La tecnologia, dal punto di vista delle app, sta facendo passi da gigante. Il Nyt è pioniere o segue il flusso delle novità? 
Certo non siamo come Google o Microsoft, perché per mestiere sono loro che “creano” la nuova tecnologia. Ma diciamo che proviamo ad essere sempre i secondi.
In questi tre anni di lavoro al Nyt, quanto è cambiata per gli utenti l’app che contribuisci a creare? 

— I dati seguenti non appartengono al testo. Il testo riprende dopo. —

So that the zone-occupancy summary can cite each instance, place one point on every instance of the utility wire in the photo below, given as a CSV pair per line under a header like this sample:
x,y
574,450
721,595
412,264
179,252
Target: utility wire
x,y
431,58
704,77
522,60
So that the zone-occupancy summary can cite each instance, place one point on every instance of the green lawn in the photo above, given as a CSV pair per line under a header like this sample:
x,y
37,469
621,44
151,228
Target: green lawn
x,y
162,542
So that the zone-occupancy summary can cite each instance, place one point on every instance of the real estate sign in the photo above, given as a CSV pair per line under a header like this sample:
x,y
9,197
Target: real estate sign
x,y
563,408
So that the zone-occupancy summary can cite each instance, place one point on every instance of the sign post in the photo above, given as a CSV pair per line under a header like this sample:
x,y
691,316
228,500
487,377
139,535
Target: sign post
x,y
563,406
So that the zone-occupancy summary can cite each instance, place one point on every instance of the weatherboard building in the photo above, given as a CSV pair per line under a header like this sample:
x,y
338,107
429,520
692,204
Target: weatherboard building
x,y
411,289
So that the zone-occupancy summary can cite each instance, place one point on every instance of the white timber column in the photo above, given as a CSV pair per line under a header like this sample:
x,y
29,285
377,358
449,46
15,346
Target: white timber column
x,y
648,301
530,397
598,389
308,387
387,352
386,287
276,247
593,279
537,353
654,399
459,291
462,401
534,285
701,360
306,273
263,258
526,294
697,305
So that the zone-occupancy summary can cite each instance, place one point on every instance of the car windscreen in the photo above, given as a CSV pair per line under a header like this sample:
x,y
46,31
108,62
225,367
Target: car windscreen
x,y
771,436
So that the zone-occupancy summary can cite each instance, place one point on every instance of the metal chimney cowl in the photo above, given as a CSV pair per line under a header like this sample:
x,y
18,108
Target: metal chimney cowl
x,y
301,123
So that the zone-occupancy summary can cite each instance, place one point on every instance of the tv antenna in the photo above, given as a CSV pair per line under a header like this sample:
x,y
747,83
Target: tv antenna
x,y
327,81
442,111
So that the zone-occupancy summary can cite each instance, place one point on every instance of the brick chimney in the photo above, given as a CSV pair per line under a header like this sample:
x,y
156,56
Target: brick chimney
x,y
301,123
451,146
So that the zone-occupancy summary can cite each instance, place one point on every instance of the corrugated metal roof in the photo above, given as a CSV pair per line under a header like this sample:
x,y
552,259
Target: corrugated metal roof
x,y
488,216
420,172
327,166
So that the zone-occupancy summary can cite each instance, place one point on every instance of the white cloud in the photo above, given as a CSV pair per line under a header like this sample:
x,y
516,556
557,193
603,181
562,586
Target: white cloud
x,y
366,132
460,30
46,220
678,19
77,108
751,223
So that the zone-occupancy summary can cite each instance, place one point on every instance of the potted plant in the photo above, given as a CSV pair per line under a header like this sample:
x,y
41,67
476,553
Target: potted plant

Tantissimo. Cambia un po’ ogni giorno, di pari passo - come dicevamo - con l’evoluzione della tecnologia. Non mi aspettavo potesse trasformarsi e progredire a questa velocità e soprattutto che questo lavoro potesse avere, alla fine, un impatto così importante sulle persone. È incredibile.
Che effetto ti fa tutto questo? 
Fa indubbiamente piacere. Ti senti parte di una squadra. Il giornale è visto, anche dall’interno, come una grande famiglia e tu sei uno dei membri. Una grande famiglia vocata alla verità e alla serietà.
Se tu non potessi gestire completamente il tuo lavoro via web ora non potresti andare negli Usa, per via del Coronavirus. In alcuni Paesi le notizie sulla diffusione del virus hanno indicato gli italiani come “untori” primari di questa epidemia. Ti hanno chiesto qualcosa i tuoi colleghi e datori di lavoro? 
Si sono semplicemente assicurati che io stessi bene. Insomma, siamo il New York Times, sappiamo bene come si è diffuso il virus. Certo, ora che è un problema di portata mondiale, i nostri capi si sono premurati di sottolineare che ognuno può lavorare dove vuole, prediligendo lo smart working (io lo facevo già da casa, ma altri no) perché le priorità sono il benessere e la salute. Insomma, un posto serio, grandissimo, ma che non perde umanità.